By Bears Rebecca Fonte
There is no point in the running time that CHAINED FOR LIFE is an easy film. Writer-director Aaron Schimberg fills every minute with a sort of uncomfortable tension that assaults the viewer with their own prejudices. It is a fairly active viewing process that forces the audience to constantly reassess their own emotions as well as interpret what is actually happening on screen.

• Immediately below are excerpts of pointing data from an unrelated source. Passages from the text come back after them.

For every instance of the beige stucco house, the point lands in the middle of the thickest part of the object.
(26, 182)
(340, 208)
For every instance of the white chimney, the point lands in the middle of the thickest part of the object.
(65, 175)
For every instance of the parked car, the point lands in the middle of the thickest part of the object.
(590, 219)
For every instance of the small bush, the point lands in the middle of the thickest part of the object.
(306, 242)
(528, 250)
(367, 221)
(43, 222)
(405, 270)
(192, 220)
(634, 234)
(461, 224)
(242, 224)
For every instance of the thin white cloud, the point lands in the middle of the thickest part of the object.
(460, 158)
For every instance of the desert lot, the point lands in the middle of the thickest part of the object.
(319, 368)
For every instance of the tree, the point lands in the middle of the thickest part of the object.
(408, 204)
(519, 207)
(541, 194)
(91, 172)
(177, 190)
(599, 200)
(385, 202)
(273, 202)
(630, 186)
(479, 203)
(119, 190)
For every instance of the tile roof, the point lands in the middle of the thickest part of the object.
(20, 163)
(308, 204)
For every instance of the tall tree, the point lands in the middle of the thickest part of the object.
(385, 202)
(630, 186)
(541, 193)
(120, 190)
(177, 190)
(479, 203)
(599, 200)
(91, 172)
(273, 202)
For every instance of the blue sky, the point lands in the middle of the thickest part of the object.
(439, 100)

Set against the backdrop of a 1940s exploitation film about what the director of the film within the film can only refer to as freaks, Schimberg’s drama captures the on-screen and off-screen interactions of a hastily assembled cast of real life outsiders. Framed as it is by an opening quote from Pauline Kael about actors having to be attractive, CHAINED FOR LIFE plays around with the audience’s preconception of beauty as embodied by the lead character Mabel (Jess Wexler). Wexler plays an actress playing a character who is blind — the only professional actress on set to suggest a medical condition — amongst a cast collected, admittedly, straight out of the carnival. She strikes up a friendship with her co-star, a man with neurofibromatosis by the name of Rosenthal, played by actor Adam Pearson, who has the same condition. Rosenthal turns out to be the most charming and friendly everyman so it’s easy to see why Mabel seems to spend all of her off-screen minutes with him. However, the audience is never quite sure if Mabel is actually charmed by Rosenthal or is just trying to be polite. And honestly, for this viewer, I wasn’t sure if Wexler was charmed by Pearson or just trying her best. It’s the sort of uneasy reality meets story that the film confronts you with.

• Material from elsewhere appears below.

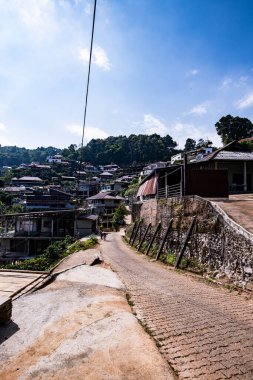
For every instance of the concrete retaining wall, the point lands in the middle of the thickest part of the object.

From a technical standpoint, the film is gloriously shot and looks amazing. The scene design and costuming completely capture the aesthetic of the Hollywood B Movie. Charlie Korsmo gives a fantastic performance as the German auteur director, his first screen appearance in over 20 years. The script playfully jumps between reality and scenes shot for the film within a film, more than once fooling the audience, but not in a gotcha way. Instead the film is a confident expression of theme over plot, the kind of experience that stays with you for several hours after your first watching. I’m not going to say the film is perfect by any means, but it is definitely something of a statement about perspective. So few films bother to even attempt to make a statement anymore, especially in the genre space, that you must applaud a film like CHAINED FOR LIFE that is overflowing with actual difficult ideas, and putting actors in places where they have to confront their own prejudices.